Anlass des ersten Afrika-Besuchs des Papstes mit dem Mohr im Wappen ist denn auch ein innerkirchlicher: In Yaounde, Kameruns Hauptstadt, will Benedikt XVI. das Arbeitspapier für die große Kontinentalsynode der afrikanischen Bischöfe vorstellen, die vom 4. bis 25. Oktober im Vatikan tagt. Ihr Motto: "Die Kirche in Afrika im Dienst der Versöhnung, der Gerechtigkeit und des Friedens". Ein Thema, das der Theologen-Papst offenbar von der pastoralen Seite her eingestielt sehen will. Jedenfalls fällt auf, dass der päpstliche Menschenrechts-Rat nicht im Tross vertreten ist.

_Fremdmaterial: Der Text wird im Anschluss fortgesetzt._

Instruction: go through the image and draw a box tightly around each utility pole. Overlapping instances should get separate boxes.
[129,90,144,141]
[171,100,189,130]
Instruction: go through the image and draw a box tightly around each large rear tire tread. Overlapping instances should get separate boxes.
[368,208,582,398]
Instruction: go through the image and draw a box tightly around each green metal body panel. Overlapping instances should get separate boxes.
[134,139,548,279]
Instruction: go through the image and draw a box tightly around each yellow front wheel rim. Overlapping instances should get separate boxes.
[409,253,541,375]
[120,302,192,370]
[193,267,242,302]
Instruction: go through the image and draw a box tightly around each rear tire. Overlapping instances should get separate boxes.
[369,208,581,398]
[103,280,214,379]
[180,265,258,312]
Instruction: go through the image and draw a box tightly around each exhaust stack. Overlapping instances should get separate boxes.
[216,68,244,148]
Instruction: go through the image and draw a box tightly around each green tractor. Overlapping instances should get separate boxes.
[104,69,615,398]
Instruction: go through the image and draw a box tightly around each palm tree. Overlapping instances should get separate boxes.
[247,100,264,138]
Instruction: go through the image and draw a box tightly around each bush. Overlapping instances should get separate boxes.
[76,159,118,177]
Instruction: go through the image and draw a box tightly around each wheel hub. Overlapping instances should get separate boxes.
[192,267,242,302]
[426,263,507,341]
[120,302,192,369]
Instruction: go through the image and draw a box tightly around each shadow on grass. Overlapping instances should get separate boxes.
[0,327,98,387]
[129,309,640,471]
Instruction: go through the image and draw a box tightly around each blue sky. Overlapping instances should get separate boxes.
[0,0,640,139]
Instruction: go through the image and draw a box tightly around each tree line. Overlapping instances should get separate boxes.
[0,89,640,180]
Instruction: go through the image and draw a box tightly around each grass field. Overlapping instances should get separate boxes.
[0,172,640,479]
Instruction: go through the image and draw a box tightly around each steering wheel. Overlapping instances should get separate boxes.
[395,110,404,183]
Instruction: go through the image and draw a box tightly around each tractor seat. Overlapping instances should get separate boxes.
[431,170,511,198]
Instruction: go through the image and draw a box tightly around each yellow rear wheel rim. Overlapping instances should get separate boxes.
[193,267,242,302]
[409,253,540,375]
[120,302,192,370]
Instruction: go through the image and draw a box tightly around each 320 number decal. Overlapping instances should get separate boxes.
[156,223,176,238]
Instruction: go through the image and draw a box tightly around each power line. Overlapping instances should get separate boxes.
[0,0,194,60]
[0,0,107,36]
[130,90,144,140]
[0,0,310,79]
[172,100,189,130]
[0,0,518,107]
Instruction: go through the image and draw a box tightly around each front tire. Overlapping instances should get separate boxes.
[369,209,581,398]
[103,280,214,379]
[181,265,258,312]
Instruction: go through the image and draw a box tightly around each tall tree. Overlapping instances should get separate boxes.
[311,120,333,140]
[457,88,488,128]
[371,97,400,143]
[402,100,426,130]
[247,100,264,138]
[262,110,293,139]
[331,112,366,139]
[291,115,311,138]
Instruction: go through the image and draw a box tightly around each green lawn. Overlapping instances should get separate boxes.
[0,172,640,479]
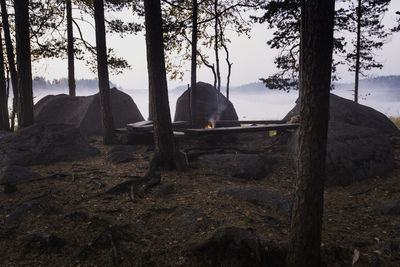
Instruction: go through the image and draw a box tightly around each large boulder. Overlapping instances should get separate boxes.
[283,94,400,136]
[289,121,394,186]
[34,88,144,138]
[0,123,99,167]
[284,94,400,186]
[174,82,238,126]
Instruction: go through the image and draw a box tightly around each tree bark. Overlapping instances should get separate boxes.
[214,0,221,93]
[0,0,19,131]
[94,0,116,145]
[218,20,233,100]
[14,0,33,128]
[189,0,198,125]
[144,0,176,168]
[0,31,10,131]
[288,0,335,267]
[354,0,362,103]
[66,0,76,96]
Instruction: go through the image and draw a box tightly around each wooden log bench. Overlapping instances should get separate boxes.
[183,123,299,136]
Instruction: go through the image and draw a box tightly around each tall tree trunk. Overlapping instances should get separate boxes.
[218,20,233,100]
[144,0,176,168]
[214,0,221,93]
[354,0,362,103]
[14,0,33,128]
[0,31,10,131]
[66,0,76,96]
[0,0,19,131]
[189,0,198,125]
[288,0,335,267]
[94,0,116,145]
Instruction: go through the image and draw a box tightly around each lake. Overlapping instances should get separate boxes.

Farbenprächtiger Höhepunkt der zweiten Station in Angolas Kapitale Luanda wird eine riesige Messe mit Hunderttausenden unter freiem Himmel: Afrikas Kirche feiert sich selbst und seine 500-jährige Geschichte, mit traditionellen Gesängen und Gewändern. Inkulturation war bislang eine kontroverse Sache für Benedikt XVI. - aber die Katholiken in Afrika haben Grund zu Selbstbewusstsein: Ihre Gemeinden wachsen doppelt so schnell wie im globalen Mittel, auch wenn ihnen neben dem überkommenen Geisterglauben und alten Praktiken wie der Vielehe neuerdings immer mehr auch die Konkurrenz evangelikaler Sekten und der Fetisch Konsum zu schaffen machen.

Hauptlast der Glaubensverkündigung an der Basis
Dennoch: der Priesternachwuchs ist - bezogen auf die Zahl amtierender Priester - 10 bis 25 mal so hoch wie in Mitteleuropa. Allein im nigerianischen Bigard Memorial Seminary bereiten sich 1.100 junge Männer auf den Priesterdienst vor: so viel wie in Deutschland, Österreich und der Schweiz zusammen. Dabei liegt die Hauptlast der Glaubensverkündigung auf den sogenannten Katechisten, besonders geschulten Laien an der Basis. Sie tragen erheblichen Anteil daran, dass die Zahl der afrikanischen Katholiken von 1,9 Millionen im Jahr 1900 auf inzwischen gut 160 Millionen anstieg.

Mit Spannung steht zu erwarten, wie sich Benedikt XVI. zur starken Rolle der Laienkatholiken stellt. Immerhin sieht das nicht übermäßig dichte Programm auch ein Treffen mit kirchlichen Frauen-Initiativen vor. Ein anderes Thema, dem der Papst nicht ausweichen können wird, ist die Geißel Aids und die Frage der Aids-Prävention - bei der der Vatikan einen ebenso strikten Kurs fährt, wie sich katholische Hilfsorganisationen um pragmatische Lösungen bemühen.

Auch die Kolonialgeschichte des Kontinents steht im Hintergrund, wenn der Papst aus Deutschland nach Westafrika reist. Die europäische Erschließung des heutigen Kamerun ging maßgeblich von deutschen Händlern aus; Pallottiner-Patres aus dem Erzbistum München, dem Heimatbistum Joseph Ratzingers, bereiteten dem neuen Glauben den Weg. Völlig offen ist, ob und wie sich Benedikt XVI. dazu positioniert. Drängendere historische Themen wären noch die schauderhafte Vergangenheit Angolas als einstiges "Exportland" für Sklaven - und der drei Jahrzehnte währende Bürgerkrieg dort. Seit 2002 hat sich das südafrikanische Land davon noch immer nicht erholt - nicht zuletzt wegen der Millionen Landminen, die dem Neuaufbau im Weg liegen.

Elfte Auslandsreise des Papstes
Bei der siebentägigen Reise stehen in Kamerun und Angola Treffen mit den Spitzen von Politik und Kirche sowie mehrere Gottesdienste auf dem Programm. In Kameruns Hauptstadt Yaounde trifft der Papst darüber hinaus mit Repräsentanten anderer Konfessionen und des Islam zusammen. In Luanda nimmt er an einem Treffen katholischer Bewegungen zur Förderung der Frau teil.

Es ist die elfte Auslandsreise des Papstes. Sein Vorgänger Johannes Paul II. (1978-2005) war 1985 und 1995 in Kamerun sowie 1992 in Angola. Insgesamt besuchte er Afrika 16 Mal. Als erster Papst bereiste Paul VI. 1969 den Kontinent zu einem Besuch in Uganda. Die erste Afrika-Synode fand im Frühjahr 1994 statt.